My understanding is that normalizing/scaling input features only helps reduce convergence time. But the algorithm should not fail to converge as a whole if the features are not normalized. Is my understanding correct?
You can check from scikit-learn's Stochastic Gradient Descent documentation that one of the disadvantages of the algorithm is that it is sensitive to feature scaling. In general, gradient based optimization algorithms converge faster on normalized data.
Also, normalization is advantageous for regression methods.
The updates to the coefficients during each step will depend on the ranges of each feature. Also, the regularization term will be affected heavily by large feature values.
SGD may converge without data normalization, but that is subjective to the data at hand. Therefore, your assumption is not correct.

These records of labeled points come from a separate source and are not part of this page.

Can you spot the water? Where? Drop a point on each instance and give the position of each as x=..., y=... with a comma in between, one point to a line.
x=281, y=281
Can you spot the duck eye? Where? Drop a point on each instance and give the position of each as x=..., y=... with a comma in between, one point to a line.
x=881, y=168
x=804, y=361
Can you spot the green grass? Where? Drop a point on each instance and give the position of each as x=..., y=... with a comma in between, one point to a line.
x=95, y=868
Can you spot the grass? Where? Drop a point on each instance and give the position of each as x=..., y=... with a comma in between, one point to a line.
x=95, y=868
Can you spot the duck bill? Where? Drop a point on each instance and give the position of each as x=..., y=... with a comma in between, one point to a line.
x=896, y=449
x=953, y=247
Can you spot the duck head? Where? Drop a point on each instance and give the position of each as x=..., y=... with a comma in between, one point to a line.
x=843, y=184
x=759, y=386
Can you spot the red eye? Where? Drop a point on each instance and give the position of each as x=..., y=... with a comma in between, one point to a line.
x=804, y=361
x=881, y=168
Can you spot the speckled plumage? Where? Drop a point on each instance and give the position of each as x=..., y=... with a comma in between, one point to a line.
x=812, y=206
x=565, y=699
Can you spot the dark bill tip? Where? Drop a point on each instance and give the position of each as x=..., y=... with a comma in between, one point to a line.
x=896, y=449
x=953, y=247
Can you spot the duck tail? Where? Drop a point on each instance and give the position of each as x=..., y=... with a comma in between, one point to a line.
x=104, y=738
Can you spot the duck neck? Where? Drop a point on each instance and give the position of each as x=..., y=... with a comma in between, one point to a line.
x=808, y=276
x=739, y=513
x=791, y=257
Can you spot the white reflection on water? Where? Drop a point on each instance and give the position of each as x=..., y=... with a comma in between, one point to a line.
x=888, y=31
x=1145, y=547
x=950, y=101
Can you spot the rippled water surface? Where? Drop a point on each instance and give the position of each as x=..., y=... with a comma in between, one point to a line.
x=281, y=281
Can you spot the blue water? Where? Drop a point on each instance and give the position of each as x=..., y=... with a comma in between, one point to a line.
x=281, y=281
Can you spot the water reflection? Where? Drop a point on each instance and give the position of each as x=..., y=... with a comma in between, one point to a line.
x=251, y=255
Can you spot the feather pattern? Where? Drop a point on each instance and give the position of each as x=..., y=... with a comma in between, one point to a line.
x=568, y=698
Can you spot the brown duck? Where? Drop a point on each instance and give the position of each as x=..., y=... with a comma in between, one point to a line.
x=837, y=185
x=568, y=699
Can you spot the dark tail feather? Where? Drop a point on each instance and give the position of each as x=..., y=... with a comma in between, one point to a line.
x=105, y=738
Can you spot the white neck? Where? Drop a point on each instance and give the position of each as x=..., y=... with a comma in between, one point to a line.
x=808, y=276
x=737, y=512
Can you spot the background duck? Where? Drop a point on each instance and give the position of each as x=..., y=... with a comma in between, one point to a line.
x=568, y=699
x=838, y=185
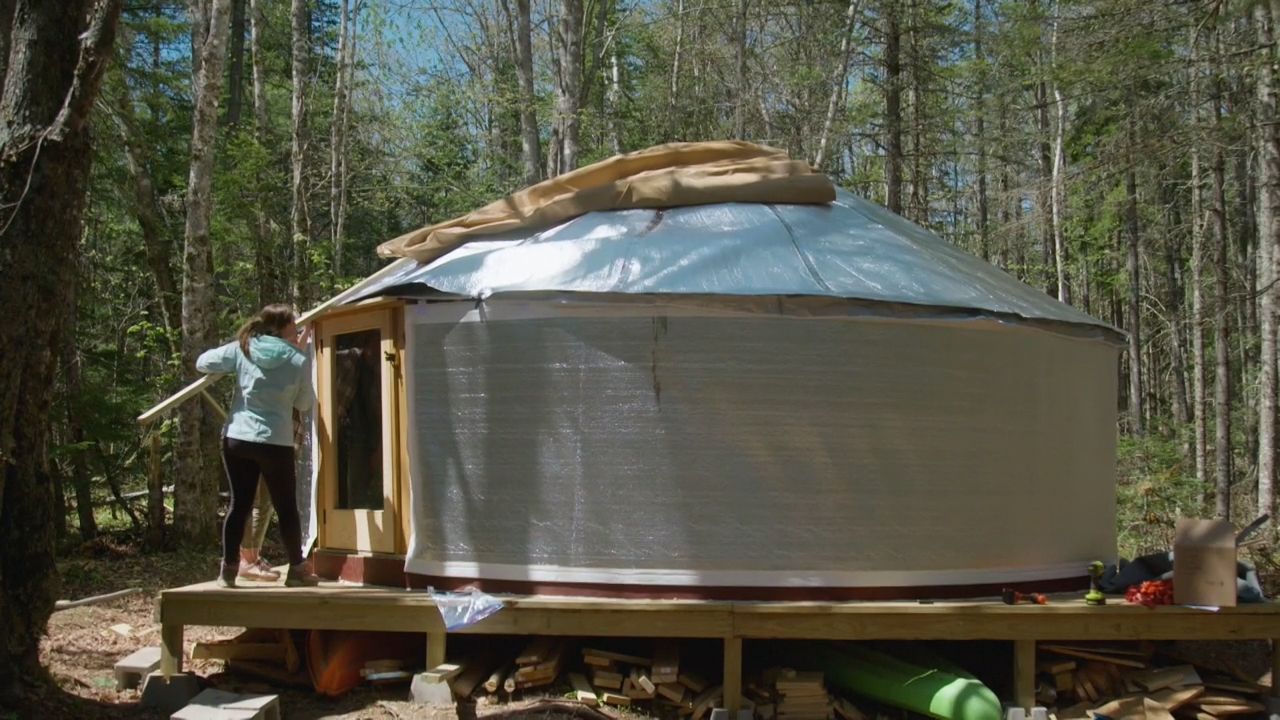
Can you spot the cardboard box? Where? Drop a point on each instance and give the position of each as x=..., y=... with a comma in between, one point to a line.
x=1205, y=563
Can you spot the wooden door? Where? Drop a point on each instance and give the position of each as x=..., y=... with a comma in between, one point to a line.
x=357, y=432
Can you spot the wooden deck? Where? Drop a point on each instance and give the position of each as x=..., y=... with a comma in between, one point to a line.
x=351, y=607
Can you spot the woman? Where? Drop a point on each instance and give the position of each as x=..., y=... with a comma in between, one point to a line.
x=273, y=378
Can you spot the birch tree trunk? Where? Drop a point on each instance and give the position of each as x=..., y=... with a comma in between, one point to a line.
x=1198, y=359
x=530, y=151
x=1269, y=240
x=236, y=72
x=981, y=133
x=740, y=69
x=195, y=514
x=673, y=98
x=337, y=140
x=264, y=242
x=1133, y=309
x=570, y=89
x=892, y=109
x=1221, y=320
x=1057, y=192
x=298, y=224
x=51, y=74
x=837, y=82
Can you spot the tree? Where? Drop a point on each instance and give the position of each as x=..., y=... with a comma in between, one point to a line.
x=196, y=486
x=1269, y=242
x=54, y=59
x=298, y=220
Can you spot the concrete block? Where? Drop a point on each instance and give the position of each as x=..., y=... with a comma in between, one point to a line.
x=131, y=670
x=220, y=705
x=430, y=691
x=169, y=696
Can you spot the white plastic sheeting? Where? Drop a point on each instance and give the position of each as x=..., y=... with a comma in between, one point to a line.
x=675, y=446
x=850, y=249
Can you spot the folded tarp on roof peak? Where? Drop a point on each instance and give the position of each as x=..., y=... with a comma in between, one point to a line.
x=664, y=176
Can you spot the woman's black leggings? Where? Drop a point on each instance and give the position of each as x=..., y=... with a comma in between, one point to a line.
x=245, y=461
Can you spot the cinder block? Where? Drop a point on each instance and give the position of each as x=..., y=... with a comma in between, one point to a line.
x=430, y=691
x=172, y=695
x=131, y=670
x=220, y=705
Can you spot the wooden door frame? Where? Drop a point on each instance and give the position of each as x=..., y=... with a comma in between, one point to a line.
x=373, y=531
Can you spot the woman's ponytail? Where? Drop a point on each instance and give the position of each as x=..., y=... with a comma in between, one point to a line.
x=269, y=320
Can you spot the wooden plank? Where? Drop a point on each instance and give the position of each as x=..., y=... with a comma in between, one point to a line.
x=443, y=673
x=536, y=651
x=615, y=698
x=583, y=691
x=616, y=656
x=675, y=692
x=1159, y=678
x=497, y=677
x=607, y=679
x=666, y=661
x=227, y=650
x=707, y=700
x=435, y=647
x=170, y=648
x=694, y=682
x=1024, y=674
x=1088, y=655
x=732, y=688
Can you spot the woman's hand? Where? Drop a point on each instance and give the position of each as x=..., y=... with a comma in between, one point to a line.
x=304, y=338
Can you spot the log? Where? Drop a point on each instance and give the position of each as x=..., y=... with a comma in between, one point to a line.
x=94, y=600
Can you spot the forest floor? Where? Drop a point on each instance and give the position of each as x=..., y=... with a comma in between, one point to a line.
x=83, y=645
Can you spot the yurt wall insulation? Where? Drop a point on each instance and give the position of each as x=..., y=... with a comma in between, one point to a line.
x=749, y=396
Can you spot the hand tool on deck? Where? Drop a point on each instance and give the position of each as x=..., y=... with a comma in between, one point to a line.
x=1095, y=595
x=1013, y=597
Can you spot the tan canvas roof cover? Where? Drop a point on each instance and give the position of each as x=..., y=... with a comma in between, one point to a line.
x=666, y=176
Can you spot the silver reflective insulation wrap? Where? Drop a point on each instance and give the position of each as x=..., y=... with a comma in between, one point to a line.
x=750, y=396
x=755, y=450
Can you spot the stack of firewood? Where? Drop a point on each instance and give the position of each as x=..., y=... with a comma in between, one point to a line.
x=1129, y=682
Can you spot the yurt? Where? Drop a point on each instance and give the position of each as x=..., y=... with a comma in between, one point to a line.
x=700, y=370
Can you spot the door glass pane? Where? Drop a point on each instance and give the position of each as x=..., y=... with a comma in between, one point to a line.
x=359, y=410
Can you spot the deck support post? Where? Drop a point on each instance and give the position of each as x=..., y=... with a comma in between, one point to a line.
x=1275, y=668
x=732, y=684
x=435, y=641
x=1024, y=674
x=170, y=648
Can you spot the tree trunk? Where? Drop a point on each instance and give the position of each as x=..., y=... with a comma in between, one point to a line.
x=195, y=516
x=1198, y=359
x=530, y=153
x=1057, y=192
x=740, y=69
x=56, y=54
x=981, y=133
x=1175, y=304
x=615, y=100
x=1269, y=241
x=76, y=434
x=150, y=215
x=338, y=140
x=1221, y=322
x=264, y=242
x=837, y=85
x=236, y=72
x=1133, y=314
x=892, y=109
x=570, y=87
x=298, y=224
x=673, y=96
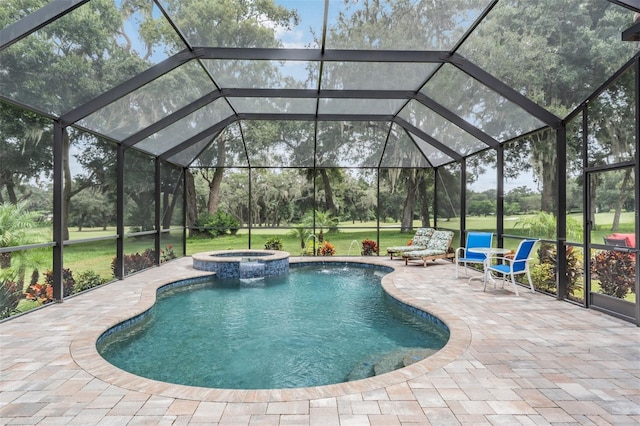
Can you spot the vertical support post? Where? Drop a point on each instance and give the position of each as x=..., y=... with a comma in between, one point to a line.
x=158, y=209
x=436, y=175
x=637, y=184
x=463, y=200
x=378, y=211
x=119, y=272
x=250, y=205
x=500, y=194
x=184, y=210
x=586, y=208
x=561, y=211
x=58, y=210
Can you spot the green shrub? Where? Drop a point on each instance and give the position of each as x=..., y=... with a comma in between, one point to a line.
x=135, y=262
x=10, y=296
x=273, y=243
x=616, y=272
x=215, y=225
x=88, y=279
x=67, y=280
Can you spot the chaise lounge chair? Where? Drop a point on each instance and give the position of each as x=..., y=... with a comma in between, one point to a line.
x=419, y=242
x=438, y=247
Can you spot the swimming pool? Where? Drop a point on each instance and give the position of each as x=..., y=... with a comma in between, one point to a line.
x=314, y=326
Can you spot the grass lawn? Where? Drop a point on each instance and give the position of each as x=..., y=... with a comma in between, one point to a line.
x=97, y=256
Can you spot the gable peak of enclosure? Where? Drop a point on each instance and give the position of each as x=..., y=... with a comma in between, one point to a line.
x=314, y=83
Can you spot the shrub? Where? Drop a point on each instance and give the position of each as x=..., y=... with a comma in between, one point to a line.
x=40, y=293
x=135, y=262
x=369, y=247
x=327, y=249
x=217, y=224
x=273, y=243
x=167, y=254
x=616, y=272
x=68, y=283
x=88, y=279
x=10, y=296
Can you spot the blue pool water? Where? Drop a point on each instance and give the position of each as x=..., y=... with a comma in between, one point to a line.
x=313, y=326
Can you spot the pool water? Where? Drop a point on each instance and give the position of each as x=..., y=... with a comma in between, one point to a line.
x=311, y=327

Your assumption is not correct.
It's hard to answer this, because there are so many different methods/environments but i will try to mention some points.
Normalization
When some method is not scale-invariant (i think every linear-regression is not) you really should normalize your data
I take it that you are just ignoring this because of debugging / analyzing
Normalizing your data is not only relevant for convergence-time, the results will differ too (think about the effect within the loss-function; big values might effect in much more loss to small ones)!
Convergence
There is probably much to tell about convergence of many methods on normalized/non-normalized data, but your case is special:
SGD's convergence theory only guarantees convergence to some local-minimum (= global-minimum in your convex-opt problem) for some chosings of hyper-parameters (learning-rate and learning-schedule/decay)
Even optimizing normalized data can fail with SGD when those params are bad!
This is one of the most important downsides of SGD; dependence on hyper-parameters
As SGD is based on gradients and step-sizes, non-normalized data has a possibly huge effect on not achieving this convergence!
In order for sgd to converge in linear regression the step size should be smaller than 2/s where s is the largest singular value of the matrix (see the Convergence and stability in the mean section in https://en.m.wikipedia.org/wiki/Least_mean_squares_filter), in the case of ridge regression it should be less than 2*(1+p/s^2)/s where p is the ridge penalty.
Normalizing rows of the matrix (or gradients) changes the loss function to give each sample an equal weight and it changes the singular values of the matrix such that you can choose a step size near 1 (see the NLMS section in https://en.m.wikipedia.org/wiki/Least_mean_squares_filter). Depending on your data it might require smaller step sizes or allow for larger step sizes. It all depends on whether or not the normalization increases or deacreses the largest singular value of the matrix.
Note that when deciding whether or not to normalize the rows you shouldn't just think about the convergence rate (which is determined by the ratio between the largest and smallest singular values) or stability in the mean, but also about how it changes the loss function and whether or not it fits your needs because of that, sometimes it makes sense to normalize but sometimes (for example when you want to give different importance for different samples or when you think that a larger energy for the signal means better snr) it doesn't make sense to normalize.